Frazier considered public education a priority during his first term. One of the first pieces of legislation he signed was the Romine Bill, which stipulated that any unappropriated funds in the treasury be added to the public school fund. In 1904 alone, this generated over $270,000 for the state's public schools.
In 1903, Frazier signed the Adams Law, a pro-temperance measure sponsored by the Anti-Saloon League. The law extended the state's "Four Mile Law"– which banned the sale of liquor within 4 miles (6.4 km) of a school– to all towns with populations of 5,000 or fewer people (the Four Mile Law originally applied only to rural areas). This effectively banned the sale of liquor in all but the state's largest cities.
In February 1904, a coal miners' strike in the Coal Creek Valley threatened to erupt into a full-blown uprising, raising fears of a revival of the Coal Creek War, which had plagued the valley in the previous decade. Frazier travelled to the valley to meet with the miners, however, and managed to defuse the situation. Frazier also signed into law new mine safety standards in response to a string of mining accidents in previous years, most notably the Fraterville Mine disaster of 1902.

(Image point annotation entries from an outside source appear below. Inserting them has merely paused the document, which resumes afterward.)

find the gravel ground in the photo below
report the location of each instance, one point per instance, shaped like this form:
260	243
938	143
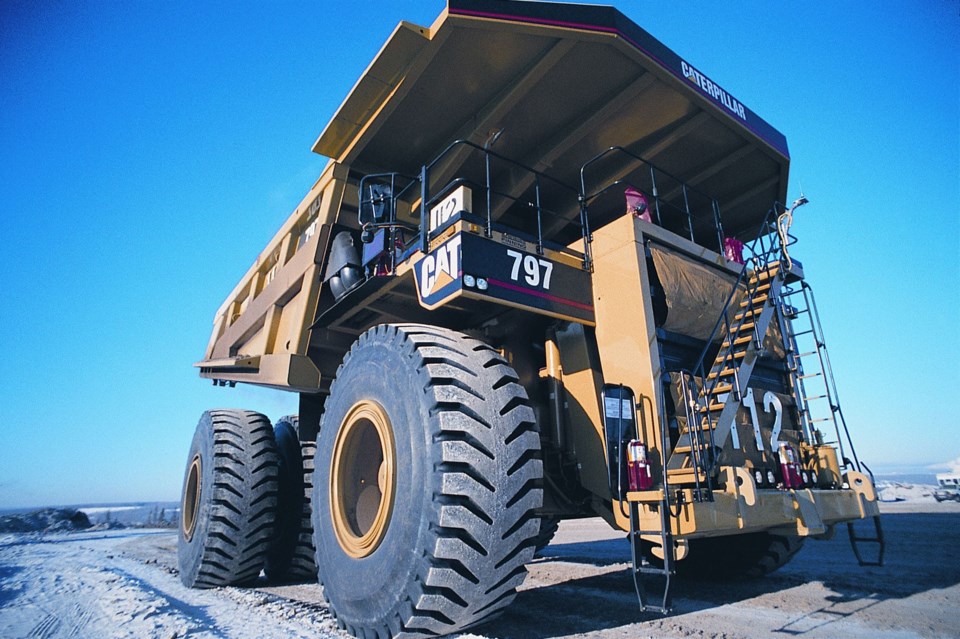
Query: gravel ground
124	584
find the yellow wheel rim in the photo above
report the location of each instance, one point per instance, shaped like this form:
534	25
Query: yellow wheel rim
191	498
362	479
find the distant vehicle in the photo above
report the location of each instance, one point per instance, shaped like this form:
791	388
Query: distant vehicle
948	487
545	275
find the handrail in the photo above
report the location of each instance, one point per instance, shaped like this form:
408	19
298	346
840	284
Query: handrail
830	383
658	200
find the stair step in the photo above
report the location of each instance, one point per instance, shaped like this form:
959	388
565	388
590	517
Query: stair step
756	300
726	356
737	342
727	372
719	389
686	474
753	312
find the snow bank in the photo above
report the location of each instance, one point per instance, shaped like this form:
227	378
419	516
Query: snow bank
896	491
46	520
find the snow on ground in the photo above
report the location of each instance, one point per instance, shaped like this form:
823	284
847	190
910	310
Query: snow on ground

In the gubernatorial campaign of 1904, Republicans nominated Winchester mayor Jesse Littleton to challenge Frazier. In September, Frazier and Littleton engaged in a series of fierce debates, primarily over the Four Mile Law, which Littleton argued should extend to the entire state, while Frazier, not wanting to further agitate liquor interests, argued that larger cities should remain exempt. On election day, Frazier won easily, capturing 131,503 votes to 103,409 for Littleton.

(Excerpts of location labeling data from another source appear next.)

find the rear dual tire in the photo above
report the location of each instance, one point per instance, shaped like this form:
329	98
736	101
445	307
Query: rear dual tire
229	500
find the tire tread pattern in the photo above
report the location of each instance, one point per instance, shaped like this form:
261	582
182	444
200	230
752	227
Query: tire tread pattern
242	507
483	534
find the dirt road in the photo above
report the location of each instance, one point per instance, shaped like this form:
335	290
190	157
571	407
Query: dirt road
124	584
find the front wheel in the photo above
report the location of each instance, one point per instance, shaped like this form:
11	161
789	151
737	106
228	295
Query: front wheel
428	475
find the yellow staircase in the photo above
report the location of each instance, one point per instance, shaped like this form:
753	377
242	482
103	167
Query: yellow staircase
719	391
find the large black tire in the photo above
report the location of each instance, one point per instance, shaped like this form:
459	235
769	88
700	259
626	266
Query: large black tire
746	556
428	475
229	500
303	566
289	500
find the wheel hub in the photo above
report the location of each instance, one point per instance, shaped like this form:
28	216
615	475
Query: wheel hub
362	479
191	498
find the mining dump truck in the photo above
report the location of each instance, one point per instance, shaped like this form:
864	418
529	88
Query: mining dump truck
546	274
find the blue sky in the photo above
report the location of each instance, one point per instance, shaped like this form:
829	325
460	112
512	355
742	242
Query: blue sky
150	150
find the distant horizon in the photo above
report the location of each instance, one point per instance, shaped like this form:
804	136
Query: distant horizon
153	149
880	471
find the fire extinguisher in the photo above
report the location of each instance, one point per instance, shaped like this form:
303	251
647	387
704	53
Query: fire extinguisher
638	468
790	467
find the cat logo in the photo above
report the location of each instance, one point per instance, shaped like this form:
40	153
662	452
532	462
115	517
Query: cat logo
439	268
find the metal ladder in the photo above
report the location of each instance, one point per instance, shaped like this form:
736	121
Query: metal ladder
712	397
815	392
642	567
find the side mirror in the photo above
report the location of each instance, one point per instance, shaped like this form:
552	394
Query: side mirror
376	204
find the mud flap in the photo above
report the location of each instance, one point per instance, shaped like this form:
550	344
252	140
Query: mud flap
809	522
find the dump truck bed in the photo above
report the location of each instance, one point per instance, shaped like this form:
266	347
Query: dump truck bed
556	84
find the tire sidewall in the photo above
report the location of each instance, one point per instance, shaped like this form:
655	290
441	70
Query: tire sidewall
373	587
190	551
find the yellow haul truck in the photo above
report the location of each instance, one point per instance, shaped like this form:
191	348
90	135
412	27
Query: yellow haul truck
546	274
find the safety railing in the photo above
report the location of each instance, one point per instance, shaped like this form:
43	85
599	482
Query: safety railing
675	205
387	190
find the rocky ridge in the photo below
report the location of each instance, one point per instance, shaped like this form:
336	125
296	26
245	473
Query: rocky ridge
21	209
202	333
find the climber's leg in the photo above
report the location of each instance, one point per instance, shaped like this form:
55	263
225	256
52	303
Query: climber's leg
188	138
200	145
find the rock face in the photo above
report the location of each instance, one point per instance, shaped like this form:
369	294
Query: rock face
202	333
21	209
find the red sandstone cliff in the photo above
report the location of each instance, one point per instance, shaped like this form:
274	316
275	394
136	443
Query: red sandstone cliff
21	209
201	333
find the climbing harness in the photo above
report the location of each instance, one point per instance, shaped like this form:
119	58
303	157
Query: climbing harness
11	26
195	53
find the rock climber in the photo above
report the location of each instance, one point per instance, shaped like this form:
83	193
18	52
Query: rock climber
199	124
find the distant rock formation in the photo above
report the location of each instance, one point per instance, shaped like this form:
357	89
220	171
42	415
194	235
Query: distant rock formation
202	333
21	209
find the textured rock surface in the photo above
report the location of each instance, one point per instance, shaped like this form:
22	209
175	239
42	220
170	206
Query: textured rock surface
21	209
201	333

On March 9, 1905, a few weeks after the beginning of Frazier's second term, Senator William B. Bate died, prompting a scramble to fill his vacant seat. Former Governor Robert Love Taylor had for years campaigned unsuccessfully for a Senate seat, and believed himself next in line should one become vacant. Frazier, however, also wanted the Senate seat, and while Taylor was still out of state on a speaking tour, quickly convened the General Assembly to have himself elected to the seat. After this election, Frazier resigned to take his seat in the Senate, and the Speaker of the Tennessee Senate, John I. Cox (who had helped engineer Frazier's election), became governor.

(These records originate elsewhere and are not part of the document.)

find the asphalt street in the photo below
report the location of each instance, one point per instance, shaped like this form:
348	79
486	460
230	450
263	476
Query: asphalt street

Taylor was outraged by Frazier's actions, and suggested that Frazier, Cox, and Senator Edward W. Carmack were conspiring to control the state Democratic Party. To appease Taylor's supporters, the party allowed Taylor to face Carmack in a primary in 1906 (the first Senate primary in state history), which Taylor won. That same year, the party refused to nominate Cox for reelection.
As a senator, Frazier championed states' rights, and opposed most protective tariffs. He also supported a federal income tax amendment and funding for highway construction. He campaigned for a second term in 1911, but state Democrats, irritated by the intraparty divisions created by his first election, refused to nominate him.
After leaving the Senate, Frazier returned to Chattanooga, where he practiced law with his son, James B. Frazier Jr. (1890–1978), in the firm, Frazier and Frazier. He died on March 28, 1937, and is buried in the city's Forest Hills Cemetery.
Frazier's great-grandfather, Samuel Frazier, and grandfather, Abner Frazier, both fought at the Battle of Kings Mountain in 1780. Samuel Frazier was of Scottish descent, while his wife, Rebecca Julian, was of French Huguenot descent. An uncle of James B. Frazier, Dr. Beriah Frazier (1812–1886), served as Mayor of Chattanooga in 1841, and represented Knox County at the East Tennessee Convention of 1861.
Frazier married Louise Douglas Keith in 1883. They had four children: Anne, James Jr., Thomas, and Louise. James B. Frazier Jr. represented the 3rd District in the U.S. House of Representatives from 1949 to 1963.